A Tangent Worth Taking — The Annual Trip Dynamic

There is a specific male institution worth understanding: the annual trip. The fishing weekend, the golf trip, the long weekend that a group of men has been doing for years. From the outside it can look like an excuse to drink and avoid responsibility. From the inside it functions as the maintenance system for friendships that would otherwise atrophy. It provides the shared experience that adult life otherwise fails to generate. It creates the stories and the references that sustain connection between trips. Men who have one of these and show up for it — who protect it from the encroachments of schedule and responsibility — are often maintaining the most important friendships in their lives through what appears to be a recreational indulgence.

How to Actually Build It

The men who have functional brotherhood after forty tend to have done one or more of the following: found a recurring commitment that puts them in regular contact with other men around a shared purpose, been willing to be the one who initiates and maintains contact rather than waiting for reciprocity, and allowed at least one friendship to see past the competence-and-good-humor exterior into something more honest. That last step is the hardest and the most necessary.
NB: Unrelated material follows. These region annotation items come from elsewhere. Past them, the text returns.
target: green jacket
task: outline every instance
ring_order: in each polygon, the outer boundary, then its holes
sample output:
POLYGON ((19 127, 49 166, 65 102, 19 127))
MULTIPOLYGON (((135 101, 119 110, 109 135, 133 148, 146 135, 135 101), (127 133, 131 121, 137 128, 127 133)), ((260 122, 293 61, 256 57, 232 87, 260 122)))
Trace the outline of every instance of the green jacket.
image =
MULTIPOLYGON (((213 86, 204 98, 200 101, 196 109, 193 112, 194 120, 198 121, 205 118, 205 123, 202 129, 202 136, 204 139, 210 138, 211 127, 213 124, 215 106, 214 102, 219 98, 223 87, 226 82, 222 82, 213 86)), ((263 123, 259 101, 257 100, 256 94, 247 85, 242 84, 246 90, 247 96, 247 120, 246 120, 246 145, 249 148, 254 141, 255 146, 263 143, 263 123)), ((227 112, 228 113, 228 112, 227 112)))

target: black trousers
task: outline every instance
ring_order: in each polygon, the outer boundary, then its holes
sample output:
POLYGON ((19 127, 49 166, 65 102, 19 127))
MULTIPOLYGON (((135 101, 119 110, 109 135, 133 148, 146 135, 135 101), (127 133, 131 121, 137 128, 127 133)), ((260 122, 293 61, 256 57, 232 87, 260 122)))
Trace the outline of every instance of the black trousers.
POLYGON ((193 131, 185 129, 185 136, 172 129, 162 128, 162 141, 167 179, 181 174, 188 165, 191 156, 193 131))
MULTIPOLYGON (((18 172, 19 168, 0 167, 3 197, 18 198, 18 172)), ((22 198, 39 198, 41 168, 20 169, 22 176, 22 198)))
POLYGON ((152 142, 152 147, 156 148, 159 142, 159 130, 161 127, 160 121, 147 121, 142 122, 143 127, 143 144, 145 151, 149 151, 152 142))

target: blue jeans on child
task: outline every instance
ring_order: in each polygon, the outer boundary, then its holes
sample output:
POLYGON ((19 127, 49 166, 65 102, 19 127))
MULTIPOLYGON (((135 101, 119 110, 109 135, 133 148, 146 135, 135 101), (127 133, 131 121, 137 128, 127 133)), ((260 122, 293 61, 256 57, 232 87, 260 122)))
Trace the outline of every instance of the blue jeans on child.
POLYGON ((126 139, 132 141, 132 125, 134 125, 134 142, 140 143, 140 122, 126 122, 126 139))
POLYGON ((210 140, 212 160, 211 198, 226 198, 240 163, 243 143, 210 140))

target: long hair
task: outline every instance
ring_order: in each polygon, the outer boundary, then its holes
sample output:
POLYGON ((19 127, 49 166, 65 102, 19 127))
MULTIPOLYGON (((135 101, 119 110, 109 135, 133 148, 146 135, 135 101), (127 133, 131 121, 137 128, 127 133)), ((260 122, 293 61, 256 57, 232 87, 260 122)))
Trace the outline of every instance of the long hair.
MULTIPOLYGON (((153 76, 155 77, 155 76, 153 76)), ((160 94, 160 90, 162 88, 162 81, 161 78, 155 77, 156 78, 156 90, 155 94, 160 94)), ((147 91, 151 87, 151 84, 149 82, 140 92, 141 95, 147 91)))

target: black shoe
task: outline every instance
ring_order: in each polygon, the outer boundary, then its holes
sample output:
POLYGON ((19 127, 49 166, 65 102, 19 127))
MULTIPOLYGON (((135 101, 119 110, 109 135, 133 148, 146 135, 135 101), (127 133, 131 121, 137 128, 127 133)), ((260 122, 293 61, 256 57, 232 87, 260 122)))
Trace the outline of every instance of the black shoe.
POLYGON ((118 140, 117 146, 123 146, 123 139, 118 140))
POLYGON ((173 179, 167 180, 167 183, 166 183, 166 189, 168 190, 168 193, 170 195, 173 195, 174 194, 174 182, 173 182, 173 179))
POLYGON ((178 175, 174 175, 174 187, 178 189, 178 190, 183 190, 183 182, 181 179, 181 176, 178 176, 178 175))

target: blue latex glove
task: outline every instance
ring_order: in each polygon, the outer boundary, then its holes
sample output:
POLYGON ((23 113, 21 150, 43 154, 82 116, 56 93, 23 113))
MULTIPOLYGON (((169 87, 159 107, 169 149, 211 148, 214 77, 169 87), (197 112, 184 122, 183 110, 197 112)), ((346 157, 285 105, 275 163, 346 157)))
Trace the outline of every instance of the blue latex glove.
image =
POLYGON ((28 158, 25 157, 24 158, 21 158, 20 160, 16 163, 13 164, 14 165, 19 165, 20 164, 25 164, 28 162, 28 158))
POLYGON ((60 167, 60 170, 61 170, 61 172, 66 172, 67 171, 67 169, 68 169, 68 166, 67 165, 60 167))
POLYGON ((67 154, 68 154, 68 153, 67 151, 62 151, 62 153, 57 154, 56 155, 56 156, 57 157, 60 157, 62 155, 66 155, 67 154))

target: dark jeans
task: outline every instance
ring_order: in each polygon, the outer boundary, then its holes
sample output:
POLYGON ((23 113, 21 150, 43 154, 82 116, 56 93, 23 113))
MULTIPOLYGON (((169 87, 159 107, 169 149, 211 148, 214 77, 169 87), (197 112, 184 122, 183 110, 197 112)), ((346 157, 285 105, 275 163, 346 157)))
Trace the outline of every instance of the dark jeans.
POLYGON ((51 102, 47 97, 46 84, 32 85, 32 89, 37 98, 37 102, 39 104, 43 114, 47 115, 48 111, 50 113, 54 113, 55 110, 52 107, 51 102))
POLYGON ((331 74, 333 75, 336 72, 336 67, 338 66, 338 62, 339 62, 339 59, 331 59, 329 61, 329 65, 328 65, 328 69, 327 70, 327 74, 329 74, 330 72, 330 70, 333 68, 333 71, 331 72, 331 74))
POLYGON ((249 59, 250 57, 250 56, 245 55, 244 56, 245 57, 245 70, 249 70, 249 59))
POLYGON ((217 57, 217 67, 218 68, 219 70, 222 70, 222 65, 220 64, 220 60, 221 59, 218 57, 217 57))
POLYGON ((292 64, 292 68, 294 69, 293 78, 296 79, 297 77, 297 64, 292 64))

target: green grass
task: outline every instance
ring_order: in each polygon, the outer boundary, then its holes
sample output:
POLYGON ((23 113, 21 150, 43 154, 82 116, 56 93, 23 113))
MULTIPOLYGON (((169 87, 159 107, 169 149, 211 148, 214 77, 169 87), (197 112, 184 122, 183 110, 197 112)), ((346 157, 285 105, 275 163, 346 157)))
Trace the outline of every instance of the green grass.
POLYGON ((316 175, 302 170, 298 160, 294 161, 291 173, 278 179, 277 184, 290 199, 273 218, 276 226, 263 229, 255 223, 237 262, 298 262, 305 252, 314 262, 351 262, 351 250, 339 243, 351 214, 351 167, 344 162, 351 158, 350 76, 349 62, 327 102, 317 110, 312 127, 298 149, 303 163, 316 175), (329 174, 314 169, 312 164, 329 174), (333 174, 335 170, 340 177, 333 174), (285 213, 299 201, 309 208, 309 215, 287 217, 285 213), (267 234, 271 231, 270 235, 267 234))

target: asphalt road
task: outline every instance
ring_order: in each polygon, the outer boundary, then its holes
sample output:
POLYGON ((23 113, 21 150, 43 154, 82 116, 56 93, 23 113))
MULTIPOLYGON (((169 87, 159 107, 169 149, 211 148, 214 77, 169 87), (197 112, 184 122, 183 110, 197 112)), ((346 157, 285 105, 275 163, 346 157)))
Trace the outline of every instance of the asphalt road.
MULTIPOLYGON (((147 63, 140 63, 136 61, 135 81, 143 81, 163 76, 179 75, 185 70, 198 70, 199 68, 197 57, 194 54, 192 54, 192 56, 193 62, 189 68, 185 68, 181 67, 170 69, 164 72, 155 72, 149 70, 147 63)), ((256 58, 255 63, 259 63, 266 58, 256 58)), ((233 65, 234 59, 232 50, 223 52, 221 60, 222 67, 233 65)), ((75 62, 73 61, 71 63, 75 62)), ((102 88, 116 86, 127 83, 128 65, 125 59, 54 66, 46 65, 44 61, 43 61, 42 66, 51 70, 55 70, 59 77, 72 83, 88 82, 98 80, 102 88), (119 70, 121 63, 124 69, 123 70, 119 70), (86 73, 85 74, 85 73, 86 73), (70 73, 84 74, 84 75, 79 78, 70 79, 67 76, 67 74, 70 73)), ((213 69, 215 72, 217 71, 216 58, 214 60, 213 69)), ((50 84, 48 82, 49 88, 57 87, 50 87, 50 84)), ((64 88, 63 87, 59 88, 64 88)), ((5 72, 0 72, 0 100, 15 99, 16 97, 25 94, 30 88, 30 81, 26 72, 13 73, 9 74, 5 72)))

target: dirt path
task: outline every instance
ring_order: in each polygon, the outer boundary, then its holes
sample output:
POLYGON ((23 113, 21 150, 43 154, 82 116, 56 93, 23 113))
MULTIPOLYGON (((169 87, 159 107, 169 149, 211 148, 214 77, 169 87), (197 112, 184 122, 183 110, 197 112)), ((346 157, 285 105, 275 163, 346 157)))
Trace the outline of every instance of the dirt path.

You cannot have brotherhood through performance. The bond requires that something real has been exchanged. This means that building genuine male friendship in adulthood is inseparable from the willingness to be, at some moments, honest about how things actually are. Many men have friendships they could deepen if they were willing to do that. Most of them have not taken the risk yet. The risk is worth taking. The evidence for this is overwhelming. The men who take it, consistently, end up with something the rest of their lives are built on.